Making Sized trait objects for a known set of structs implementing the trait

Is it possible to tell the compiler that I want a trait object that is Sized to accommodate a known set of structs implementing the Trait?

That is, if I have a public factory function for instantiating a Something and I have two different private somethings that implement the Something interface: FooSomething and BarSomething and I don't want heap allocation (i.e. I don't want the factory to return Box<Something>, can I make Something a trait and tell the compiler that the trait objects should be Sized to accommodate the larger of FooSomething and BarSomething?

Or do I need to make Something a struct that has an enum member that is a tagged union of FooSomething and BarSomething with manually-written dispatch that matches on the enum?

An enum is the easiest solution, yeah. (Some macro magic would allow you to avoid having to write match in every place that dispatches.)

Thanks. Ideally, there'd be a way to ask the compiler to generate the mechanic stuff instead of having to write it manually, using macros or using Python to generate Rust.

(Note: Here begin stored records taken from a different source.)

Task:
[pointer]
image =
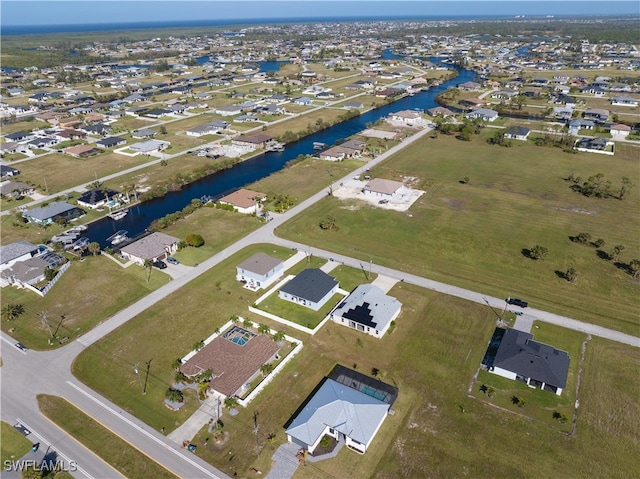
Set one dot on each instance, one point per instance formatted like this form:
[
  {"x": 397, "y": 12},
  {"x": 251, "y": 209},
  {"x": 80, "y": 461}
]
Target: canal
[{"x": 260, "y": 166}]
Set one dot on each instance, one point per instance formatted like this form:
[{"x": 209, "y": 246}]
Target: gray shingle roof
[
  {"x": 349, "y": 411},
  {"x": 310, "y": 284},
  {"x": 520, "y": 354},
  {"x": 368, "y": 305}
]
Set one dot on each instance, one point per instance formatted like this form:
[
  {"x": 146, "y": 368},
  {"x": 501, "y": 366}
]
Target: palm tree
[
  {"x": 94, "y": 248},
  {"x": 278, "y": 337},
  {"x": 148, "y": 264},
  {"x": 174, "y": 395},
  {"x": 12, "y": 311}
]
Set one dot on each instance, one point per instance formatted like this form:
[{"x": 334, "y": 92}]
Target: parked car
[{"x": 517, "y": 302}]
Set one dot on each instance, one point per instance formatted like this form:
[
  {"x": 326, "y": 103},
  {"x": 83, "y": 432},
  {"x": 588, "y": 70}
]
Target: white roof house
[
  {"x": 367, "y": 309},
  {"x": 339, "y": 411}
]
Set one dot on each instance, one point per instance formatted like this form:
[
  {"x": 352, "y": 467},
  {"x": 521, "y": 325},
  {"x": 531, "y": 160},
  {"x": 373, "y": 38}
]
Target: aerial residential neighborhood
[{"x": 373, "y": 242}]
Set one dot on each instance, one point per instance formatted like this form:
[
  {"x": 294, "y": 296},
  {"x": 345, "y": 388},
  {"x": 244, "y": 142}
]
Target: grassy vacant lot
[
  {"x": 60, "y": 172},
  {"x": 165, "y": 332},
  {"x": 88, "y": 293},
  {"x": 539, "y": 405},
  {"x": 13, "y": 445},
  {"x": 437, "y": 431},
  {"x": 109, "y": 447},
  {"x": 474, "y": 235},
  {"x": 305, "y": 178},
  {"x": 298, "y": 313}
]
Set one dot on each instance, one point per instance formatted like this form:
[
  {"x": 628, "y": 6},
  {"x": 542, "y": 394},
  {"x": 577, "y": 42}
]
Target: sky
[{"x": 54, "y": 12}]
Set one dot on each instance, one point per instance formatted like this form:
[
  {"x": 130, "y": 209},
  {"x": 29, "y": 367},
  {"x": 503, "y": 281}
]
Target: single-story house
[
  {"x": 620, "y": 130},
  {"x": 13, "y": 252},
  {"x": 382, "y": 188},
  {"x": 111, "y": 142},
  {"x": 152, "y": 247},
  {"x": 349, "y": 406},
  {"x": 517, "y": 133},
  {"x": 485, "y": 114},
  {"x": 149, "y": 146},
  {"x": 96, "y": 197},
  {"x": 538, "y": 365},
  {"x": 624, "y": 101},
  {"x": 311, "y": 288},
  {"x": 244, "y": 201},
  {"x": 29, "y": 271},
  {"x": 143, "y": 133},
  {"x": 596, "y": 114},
  {"x": 259, "y": 271},
  {"x": 367, "y": 309},
  {"x": 52, "y": 212},
  {"x": 234, "y": 358}
]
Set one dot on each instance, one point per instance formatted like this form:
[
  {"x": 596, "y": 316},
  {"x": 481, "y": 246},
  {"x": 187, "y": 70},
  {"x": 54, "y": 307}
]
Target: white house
[
  {"x": 152, "y": 247},
  {"x": 538, "y": 365},
  {"x": 367, "y": 309},
  {"x": 384, "y": 189},
  {"x": 311, "y": 288},
  {"x": 259, "y": 271},
  {"x": 348, "y": 406}
]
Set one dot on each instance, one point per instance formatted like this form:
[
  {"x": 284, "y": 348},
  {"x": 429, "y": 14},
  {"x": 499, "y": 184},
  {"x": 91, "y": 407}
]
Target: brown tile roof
[{"x": 232, "y": 365}]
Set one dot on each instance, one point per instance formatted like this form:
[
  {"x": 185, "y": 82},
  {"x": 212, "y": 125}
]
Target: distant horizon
[{"x": 72, "y": 14}]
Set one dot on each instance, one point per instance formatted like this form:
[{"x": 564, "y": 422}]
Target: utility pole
[
  {"x": 146, "y": 378},
  {"x": 255, "y": 431}
]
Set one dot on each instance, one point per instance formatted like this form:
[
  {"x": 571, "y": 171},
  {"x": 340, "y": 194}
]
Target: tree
[
  {"x": 616, "y": 252},
  {"x": 266, "y": 368},
  {"x": 12, "y": 311},
  {"x": 94, "y": 248},
  {"x": 194, "y": 240},
  {"x": 634, "y": 266},
  {"x": 174, "y": 395},
  {"x": 148, "y": 264},
  {"x": 328, "y": 223},
  {"x": 583, "y": 238},
  {"x": 538, "y": 252}
]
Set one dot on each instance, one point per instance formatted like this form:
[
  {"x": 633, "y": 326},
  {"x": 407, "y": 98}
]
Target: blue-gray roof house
[
  {"x": 367, "y": 309},
  {"x": 311, "y": 288},
  {"x": 538, "y": 365},
  {"x": 339, "y": 411},
  {"x": 52, "y": 212}
]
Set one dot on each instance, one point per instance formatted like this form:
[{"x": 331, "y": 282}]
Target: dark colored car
[{"x": 517, "y": 302}]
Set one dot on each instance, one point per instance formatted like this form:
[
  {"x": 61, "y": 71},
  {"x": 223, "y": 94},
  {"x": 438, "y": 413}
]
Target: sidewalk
[{"x": 208, "y": 410}]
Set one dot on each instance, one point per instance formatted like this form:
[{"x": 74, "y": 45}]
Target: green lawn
[
  {"x": 89, "y": 292},
  {"x": 13, "y": 445},
  {"x": 95, "y": 437},
  {"x": 473, "y": 235},
  {"x": 297, "y": 313},
  {"x": 165, "y": 332}
]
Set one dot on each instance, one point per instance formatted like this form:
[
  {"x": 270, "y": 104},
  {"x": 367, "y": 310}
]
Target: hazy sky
[{"x": 53, "y": 12}]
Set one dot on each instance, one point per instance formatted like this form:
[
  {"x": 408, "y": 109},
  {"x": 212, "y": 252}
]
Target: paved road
[{"x": 49, "y": 372}]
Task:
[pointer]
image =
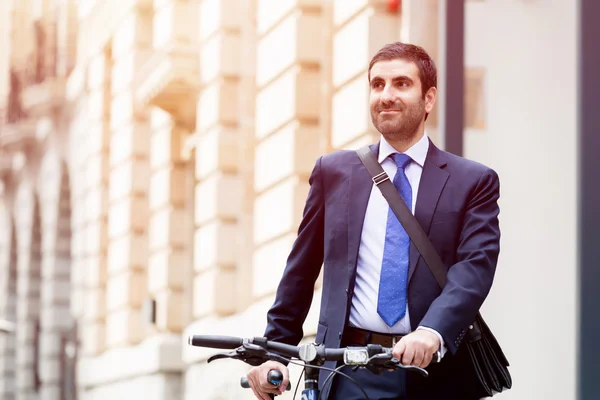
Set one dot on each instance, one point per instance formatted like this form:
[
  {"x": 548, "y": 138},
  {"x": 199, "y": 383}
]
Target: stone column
[
  {"x": 90, "y": 217},
  {"x": 288, "y": 106},
  {"x": 168, "y": 227},
  {"x": 28, "y": 291},
  {"x": 8, "y": 310},
  {"x": 66, "y": 32},
  {"x": 128, "y": 187},
  {"x": 56, "y": 317},
  {"x": 219, "y": 188}
]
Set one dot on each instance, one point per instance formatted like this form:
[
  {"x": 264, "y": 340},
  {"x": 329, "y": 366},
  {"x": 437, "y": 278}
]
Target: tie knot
[{"x": 401, "y": 159}]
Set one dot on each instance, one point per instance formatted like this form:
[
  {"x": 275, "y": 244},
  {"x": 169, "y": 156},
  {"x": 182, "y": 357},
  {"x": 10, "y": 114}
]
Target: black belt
[{"x": 361, "y": 337}]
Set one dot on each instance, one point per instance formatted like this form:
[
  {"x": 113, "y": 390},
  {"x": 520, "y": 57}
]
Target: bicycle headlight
[{"x": 356, "y": 356}]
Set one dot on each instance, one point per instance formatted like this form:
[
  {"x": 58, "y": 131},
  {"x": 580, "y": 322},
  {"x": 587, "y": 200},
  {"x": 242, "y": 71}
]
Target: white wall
[{"x": 528, "y": 49}]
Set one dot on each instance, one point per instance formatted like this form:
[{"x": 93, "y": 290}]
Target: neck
[{"x": 403, "y": 144}]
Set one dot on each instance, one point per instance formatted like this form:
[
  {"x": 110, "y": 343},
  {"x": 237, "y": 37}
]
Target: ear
[{"x": 430, "y": 98}]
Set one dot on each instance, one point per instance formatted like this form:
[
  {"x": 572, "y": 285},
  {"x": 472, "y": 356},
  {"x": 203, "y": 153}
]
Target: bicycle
[{"x": 255, "y": 351}]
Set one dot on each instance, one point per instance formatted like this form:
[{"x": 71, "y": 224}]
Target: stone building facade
[{"x": 154, "y": 160}]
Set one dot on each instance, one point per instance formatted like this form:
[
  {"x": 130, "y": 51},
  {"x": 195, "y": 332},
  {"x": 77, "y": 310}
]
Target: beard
[{"x": 400, "y": 127}]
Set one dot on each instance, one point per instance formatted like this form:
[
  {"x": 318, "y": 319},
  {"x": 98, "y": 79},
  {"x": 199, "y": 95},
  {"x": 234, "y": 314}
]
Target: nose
[{"x": 387, "y": 95}]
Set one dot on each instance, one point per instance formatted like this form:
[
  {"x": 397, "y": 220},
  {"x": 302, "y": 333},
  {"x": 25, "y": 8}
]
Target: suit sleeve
[
  {"x": 295, "y": 292},
  {"x": 470, "y": 279}
]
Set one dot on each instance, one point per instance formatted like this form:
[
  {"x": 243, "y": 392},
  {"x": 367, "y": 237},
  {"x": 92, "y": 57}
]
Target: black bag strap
[{"x": 405, "y": 216}]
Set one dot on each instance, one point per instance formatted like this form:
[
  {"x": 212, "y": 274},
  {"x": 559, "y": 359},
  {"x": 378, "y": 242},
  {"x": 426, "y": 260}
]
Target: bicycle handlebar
[{"x": 305, "y": 353}]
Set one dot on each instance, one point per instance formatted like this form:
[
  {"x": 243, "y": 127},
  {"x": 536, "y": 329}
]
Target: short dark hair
[{"x": 413, "y": 53}]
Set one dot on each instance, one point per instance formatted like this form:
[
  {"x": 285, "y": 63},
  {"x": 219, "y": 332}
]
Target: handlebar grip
[
  {"x": 215, "y": 342},
  {"x": 274, "y": 376}
]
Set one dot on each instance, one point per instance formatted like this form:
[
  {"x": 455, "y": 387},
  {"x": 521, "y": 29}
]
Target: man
[{"x": 376, "y": 287}]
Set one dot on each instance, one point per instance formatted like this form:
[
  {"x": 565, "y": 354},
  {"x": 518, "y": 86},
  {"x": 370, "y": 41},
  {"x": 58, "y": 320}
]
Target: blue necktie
[{"x": 391, "y": 304}]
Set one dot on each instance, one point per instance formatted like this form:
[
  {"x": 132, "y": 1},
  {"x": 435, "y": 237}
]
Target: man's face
[{"x": 396, "y": 100}]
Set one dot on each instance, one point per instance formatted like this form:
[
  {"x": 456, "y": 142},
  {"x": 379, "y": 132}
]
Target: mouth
[{"x": 385, "y": 112}]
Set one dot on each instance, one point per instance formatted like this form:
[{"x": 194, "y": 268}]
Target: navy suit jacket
[{"x": 457, "y": 206}]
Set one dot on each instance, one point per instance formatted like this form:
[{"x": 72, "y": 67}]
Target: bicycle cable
[
  {"x": 334, "y": 371},
  {"x": 298, "y": 384},
  {"x": 329, "y": 379}
]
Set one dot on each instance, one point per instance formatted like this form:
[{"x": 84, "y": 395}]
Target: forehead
[{"x": 389, "y": 69}]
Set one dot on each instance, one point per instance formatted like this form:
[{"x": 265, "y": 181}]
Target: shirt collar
[{"x": 417, "y": 152}]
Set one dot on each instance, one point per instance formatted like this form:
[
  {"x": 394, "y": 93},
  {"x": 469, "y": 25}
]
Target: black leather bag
[{"x": 490, "y": 373}]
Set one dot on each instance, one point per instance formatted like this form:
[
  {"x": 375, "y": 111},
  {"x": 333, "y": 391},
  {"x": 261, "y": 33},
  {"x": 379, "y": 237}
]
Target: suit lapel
[
  {"x": 433, "y": 180},
  {"x": 360, "y": 188}
]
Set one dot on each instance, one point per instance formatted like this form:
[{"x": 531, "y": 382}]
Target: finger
[
  {"x": 409, "y": 354},
  {"x": 418, "y": 357},
  {"x": 286, "y": 377},
  {"x": 399, "y": 349},
  {"x": 426, "y": 359}
]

I think it should be possible to implement Something for the enum and avoid macros:

trait Something {
    fn calculte(&self) -> i32;
}

struct FooSomething;

impl Something for FooSomething {
    fn calculte(&self) -> i32 { 92 }
}

struct BarSomething;

impl Something for BarSomething {
    fn calculte(&self) -> i32 { 62 }
}

enum AnySomething {
    Foo(FooSomething),
    Bar(BarSomething),
}

impl Something for AnySomething {
    fn calculte(&self) -> i32 {
        match *self {
            AnySomething::Foo(ref foo) => foo.calculte(),
            AnySomething::Bar(ref bar) => bar.calculte()
        }
    }
}

This match was what I was hoping I could ask the compiler to generate for me instead of writing it in the source code.